Shutterfingers is my simple servo controller that presses the shutter on cameras that don’t support remote control. My first attempt was in a sweet looking, but big aluminum case and incorporates a 6600 mAh battery to power the Arduino, servo, and external power for the camera.
Well, it all works, but I’m not sure why I approached it that way.
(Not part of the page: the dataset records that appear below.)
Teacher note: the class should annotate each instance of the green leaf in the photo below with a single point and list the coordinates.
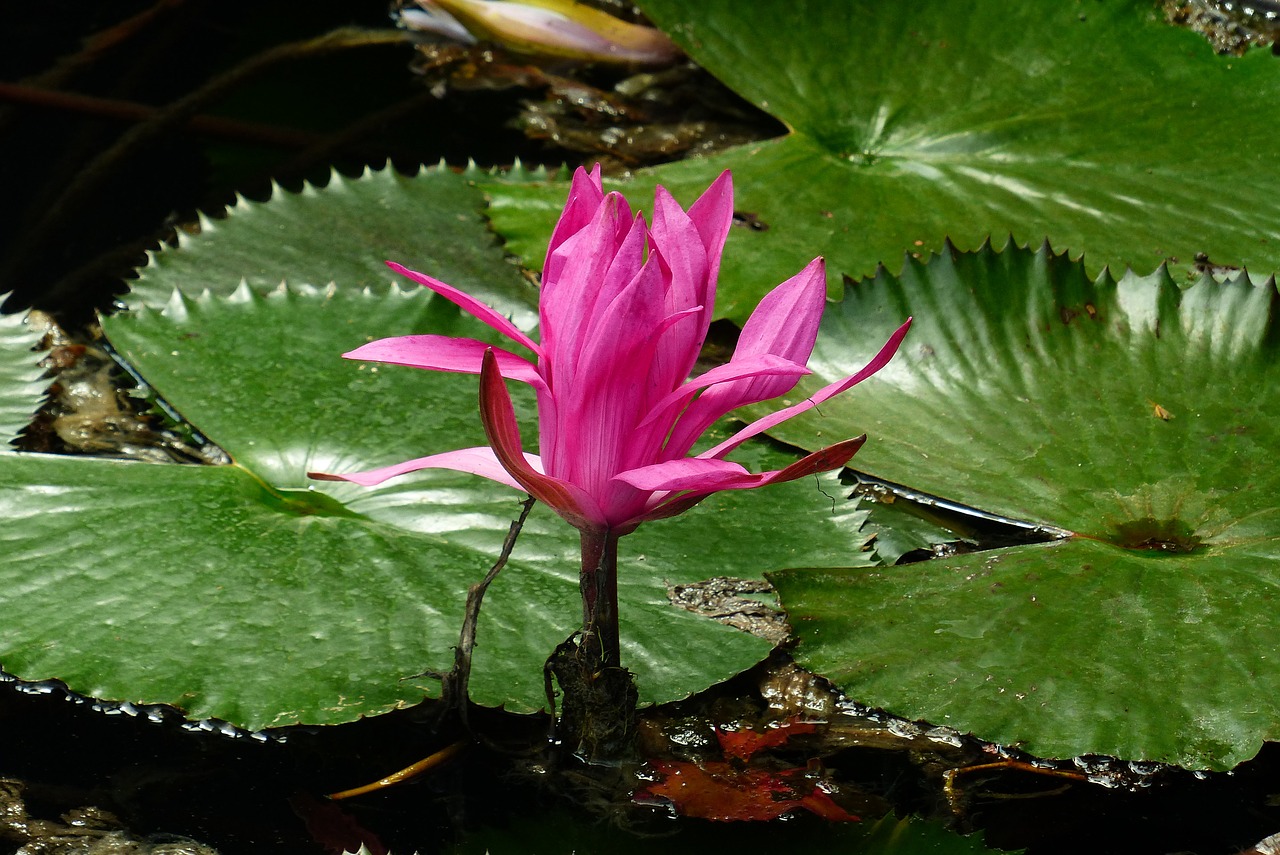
(344, 232)
(21, 384)
(240, 593)
(1028, 391)
(1093, 124)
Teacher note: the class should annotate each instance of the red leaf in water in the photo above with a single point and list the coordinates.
(744, 744)
(721, 791)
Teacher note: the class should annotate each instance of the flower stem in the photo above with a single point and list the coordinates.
(599, 585)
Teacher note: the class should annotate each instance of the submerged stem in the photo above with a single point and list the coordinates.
(599, 585)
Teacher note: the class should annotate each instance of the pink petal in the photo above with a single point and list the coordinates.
(713, 214)
(498, 416)
(475, 461)
(786, 325)
(469, 303)
(711, 480)
(786, 320)
(446, 353)
(688, 474)
(826, 393)
(572, 280)
(585, 193)
(735, 370)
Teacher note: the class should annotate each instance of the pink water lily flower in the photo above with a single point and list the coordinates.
(624, 312)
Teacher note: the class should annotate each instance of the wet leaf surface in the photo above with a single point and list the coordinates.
(1025, 389)
(21, 385)
(913, 123)
(240, 593)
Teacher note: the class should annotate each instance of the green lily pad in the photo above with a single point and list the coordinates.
(1092, 123)
(1134, 414)
(21, 384)
(238, 593)
(346, 231)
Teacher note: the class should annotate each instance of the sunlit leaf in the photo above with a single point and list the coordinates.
(1091, 123)
(241, 593)
(1136, 414)
(21, 387)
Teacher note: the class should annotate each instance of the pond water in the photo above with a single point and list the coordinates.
(82, 776)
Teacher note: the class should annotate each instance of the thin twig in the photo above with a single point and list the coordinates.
(403, 775)
(456, 685)
(133, 111)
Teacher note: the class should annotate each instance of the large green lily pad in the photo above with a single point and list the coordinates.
(236, 591)
(1092, 123)
(1136, 414)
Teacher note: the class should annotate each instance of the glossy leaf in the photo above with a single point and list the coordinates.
(1093, 124)
(344, 232)
(238, 593)
(21, 385)
(1134, 414)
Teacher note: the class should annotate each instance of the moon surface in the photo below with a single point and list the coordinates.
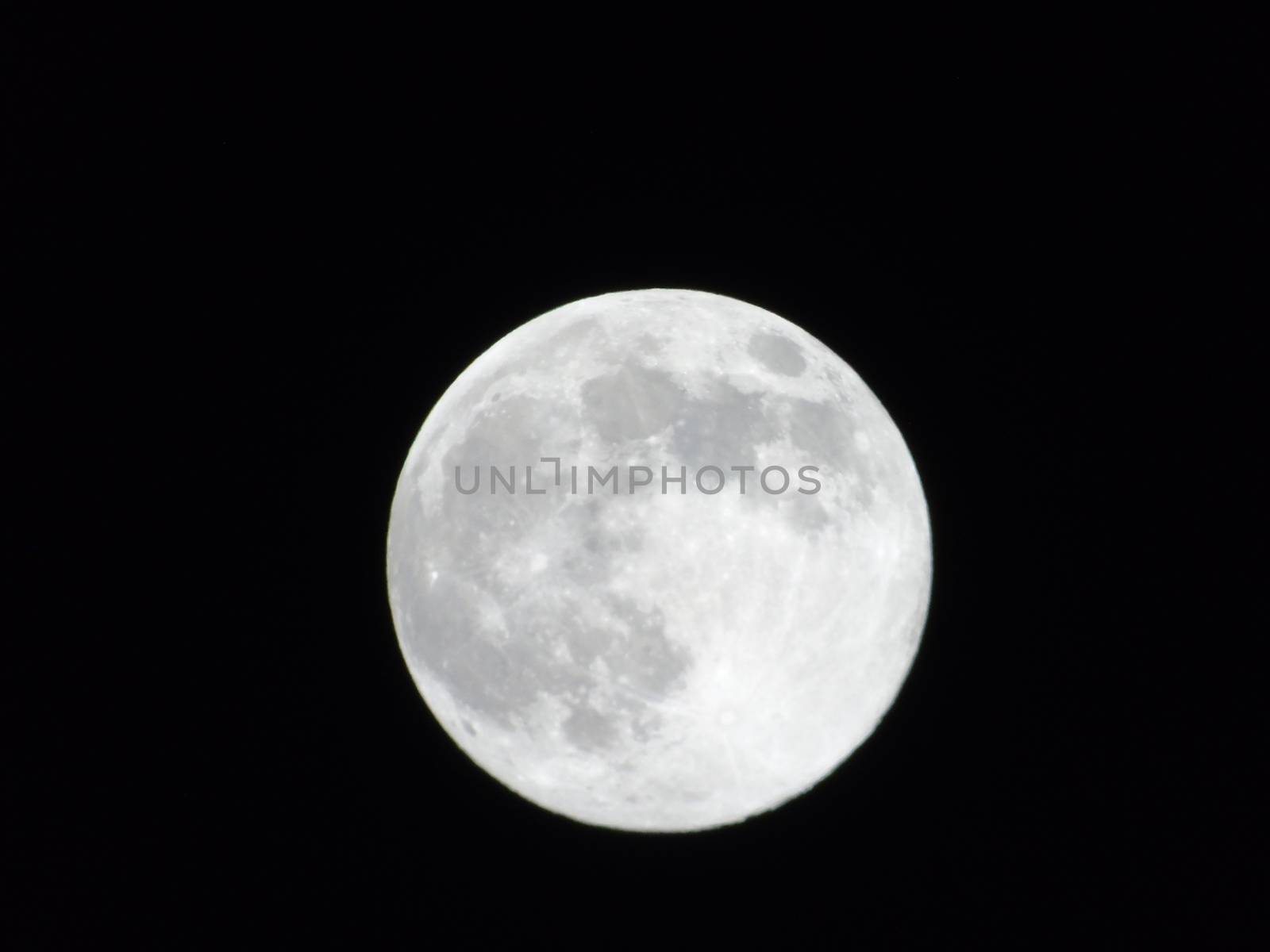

Having extra power for the camera is essential for some applications, but I’m not sure why I was so anxious to marry the two projects into one.
So, yeah, if I did it over again, I’d make Shutterfingers smaller.
I think the whole thing could be made to fit in this 60mm x 35mm x 20mm project box, and mounted to the camera with a simple hot shoe to 1⁄4 threaded adapter, instead of the piece of aluminum I machined down.
Here’s the parts list:
- Arduino Pro Micro
- LiPo battery, 400mAh (Cris Benton’s setup ran for 25 hours with a 370 mAh battery pack)
- LiPo charger/booster (because the servo expects about 5 volts)
- Rocker switch (to turn it on/off)
- RGB cycling LED (because it’s pretty, and we need some signal indicator)
- Hot shoe to 1⁄4 threaded adapter
- ABS plastic project box (also available in translucent blue!)
- 2.5mm panel mount phone jack (to plugin the shutter signal input to)
- Servo extension cables (so you don’t have to solder the servo straight to the Arduino)
The case will need to be machined with a hole to mount the servo in, a hole to charge the battery via USB, and maybe a hole to reprogram the Arduino via USB.
The parts cost for this is around $120, though, which maybe reminds me why I was looking to combine features in my first version.
Yeah, maybe if I was going to do this again I’d risk warrantee voiding adventures inside the camera to solder a cheap cable input to the camera’s shutter button.